Major advances in assisted reproductive technology for female patients over the past 20–30 years have allowed the field to begin to expand beyond the well-established practice of embryo cryopreservation and hormonal ovarian suppression. Emerging techniques include oocyte cryopreservation with vitrification of both mature and immature oocytes, thereby allowing the storage of an unfertilized egg. The introduction of cryopreservation of ovarian tissue through experimental protocols has the potential to expand the availability of assisted reproductive technology to premenstrual females. These exciting advances in technology have been greeted with enthusiasm by the medical community, which may partially explain why a recent national survey of pediatric nephrologists showed that 58 % of respondents had referred some female adolescent patients being treated with CPO to a fertility specialist [24]. Most young girls with renal disease will not be treated with CPO doses that will place them at significant risk for acute ovarian failure (i.e. >10–15 g/m2) [10]. They may, however, be more likely to experience premature ovarian failure. Because acute ovarian failure is unlikely, FP methods at the onset of renal disease may not be necessary but should be discussed on a case-by-case basis so that patients and families can be informed of their risks and be able to consider their options.
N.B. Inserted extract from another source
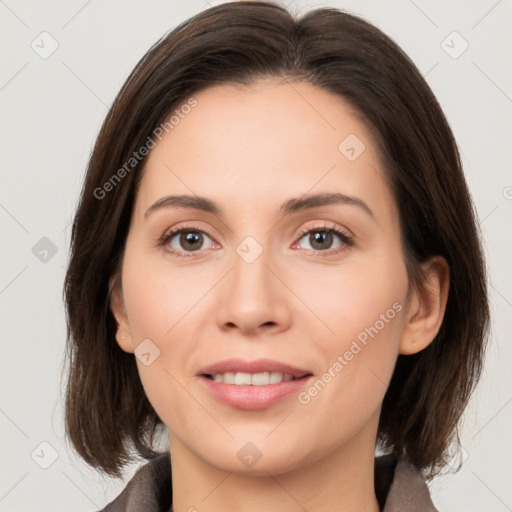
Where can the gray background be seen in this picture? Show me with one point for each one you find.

Embryo cryopreservation is the best-established fertility-preserving technique in females, with proven pregnancy success rates of up to 60 % [35]. The major limitation of this technique is that the female patient must either identify a male partner or agree to the use of a sperm donor for fertilization of the ovum prior to cryopreservation [17, 36]. Further, the hormone therapy administered for ovarian stimulation may pose a risk for exacerbation of hormone-responsive conditions, such as lupus [30]. Although fertility specialists might be able to help eligible patients access this highly effective therapy, these limitations make embryo cryopreservation a problematic option in the vast majority of pediatric patients with renal disease. It is important for practitioners to maintain a working knowledge of recent advances and available techniques, even if still in an experimental phase [37].

Another commonly employed, albeit controversial, technique is the use of hormones to induce a quiescent state in the ovaries, which theoretically results in a protective effect. The use of gonadotropin-releasing-hormone agonists (GnRH-a) to induce hormonal suppression of activity in the ovary continues to be debated as conflicting results regarding their true protective effects have been reported [30]. A 2005 study demonstrated a protective effect of monthly depot leuprolide injections against the development of premature ovarian failure in patients receiving intravenous (IV) CPO for severe SLE [38]. Hormonal suppression is induced by using either GnRH-a, such as leuprolide, or GnRH antagonists [30]. The suggested mechanism of protection in ovarian suppression is one of decreased blood flow to the dormant gonads through increased luteinizing hormone/follicle stimulating hormone release and decreased estrogen production, thus limiting exposure to gonadotoxic drugs [30]. Therapy with a GnRH analog can result in menopausal symptoms, including hot flashes, emotional lability, vaginal dryness, and decreased libido, but these generally resolve within 4–12 weeks after cessation of therapy [30]. It is important to note that GnRH-a treatment is also associated with an accelerated loss of estrogen-dependent trabecular bone mass [39], with contradictory results reported regarding reversibility [38]. Hormonal suppression is a therapy with limited efficacy but relatively low risk, making it a potentially suitable intervention on a case-by-case basis, with fertility specialists functioning as the gatekeeper for this therapy. A recent study involving triptorelin, a GnRH-a, has recently been conducted to test the safety of this medicine when used for the protection of the ovaries during cyclophosphamide therapy for SLE. The results of this study may impact the future use of ovary-protecting agents in this patient population (Hermine Brunner, Principal Investigator, ClinicalTrials.gov Identifier:NCT00124514).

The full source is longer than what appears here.